Location: Hydrology and Remote Sensing LaboratoryTitle: Soil organic carbon and isotope composition response to topography and erosion in Iowa
|LI, X - University Of Maryland
|EFFLAND, W - US Department Of Agriculture (USDA)
Submitted to: Journal of Geophysical Research-Biogeosciences
Publication Type: Peer Reviewed Journal
Publication Acceptance Date: 10/9/2018
Publication Date: 11/2/2017
Citation: Li, X., McCarty, G.W., Karlen, D.L., Cambardella, C.A., Effland, W. 2017. Soil organic carbon and isotope composition response to topography and erosion in Iowa. Journal of Geophysical Research-Biogeosciences. 10(10):1657. https://doi.org/10.1029/2018JG004824.

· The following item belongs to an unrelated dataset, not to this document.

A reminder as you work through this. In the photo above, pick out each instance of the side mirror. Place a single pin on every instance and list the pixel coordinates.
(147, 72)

Interpretive Summary: Soil is an important sink or reservoir for carbon (C) in the biosphere with approximately 60% of the C stocks stored as organic C (1550 billion tons). This means that the total soil C pool (2500 billion tons) is more than 3.3 times the size of the atmospheric C pool and 4.5 times greater than the biotic C pool. Certain plants like soybeans (i.e., C3 plants) fix atmospheric carbon in a different way than corn (i.e., C4 plants) which results in isotopic (13-C) signatures in the resulting carbon pools. Soil organic carbon (SOC) loss through erosion can degrade soil quality, reduce plant productivity, and increase erosion-induced carbon dioxide emissions. However, even with decreased productivity due to erosion, SOC burial at depositional sites may actually increase C sequestration at the landscape scale. There is an important need to better understand the impacts of agricultural tillage and associated erosion on carbon stocks in agricultural landscapes. A combined carbon isotope analysis (13-C), historic orthophoto interpretation, cesium (137-Cs) interpretation, and digital terrain analysis was used to quantify SOC dynamics and soil redistribution relationships and their response to landscape topography in an Iowa cropland field with a corn and soybean rotation. Both soil redistribution (erosion) and SOC density were highly correlated with topographic metrics, suggesting that topographic parameters drove the spatial variability in erosion and SOC. The resulting topography-based models captured more than 60% of the variance in 137-Cs inventory (a measure of erosion), SOC density, and C3-derived SOC density, but could not successfully predict C4-derived SOC density. Our results indicate that exploring C isotopes in response to soil erosion is important for understanding the fate of eroded SOC within a C3/C4 cropland.
Technical Abstract: Soil redistribution (erosion and deposition) can drastically affect the fate of soil organic carbon (SOC) in agroecosystems. Landscape topography is one of the key factors controlling erosion processes and creating spatial variability in SOC. A combined carbon (C) isotope analysis, historic orthophoto interpretation, cesium (137Cs) interpretation, and digital terrain analysis was used to quantify SOC dynamics and soil redistribution relationship and their response to landscape topography in an Iowa cropland field with C3/C4 crop rotation. The historic orthophotos and 137Cs were used to reflect soil redistribution before and after the 1960s, respectively. Topography-based models were developed to simulate 137Cs inventory and SOC variables using stepwise principal component regression (SPCR). Spatial distribution patterns of SOC were very similar to soil erosion/deposition patterns with high SOC density in depositional areas and low SOC density in eroded areas. Both soil redistribution and SOC density were highly correlated with topographic metrics, suggesting that topographic heterogeneity drove the spatial variability in erosion and SOC. Considering the isotopic composition of SOC, C3-derived SOC density was highly correlated with 137Cs inventory and strongly controlled by topographic metrics, but C4-derived SOC density showed low spatial variability. The resulting topography-based SPCR models captured more than 60% of the 137Cs inventory, SOC density, and C3- derived SOC density, but could not successfully predict C4- derived SOC density. Our results indicate that exploring C isotopes in response to soil erosion is important to understand the fate of eroded SOC within a C3/C4 cropland.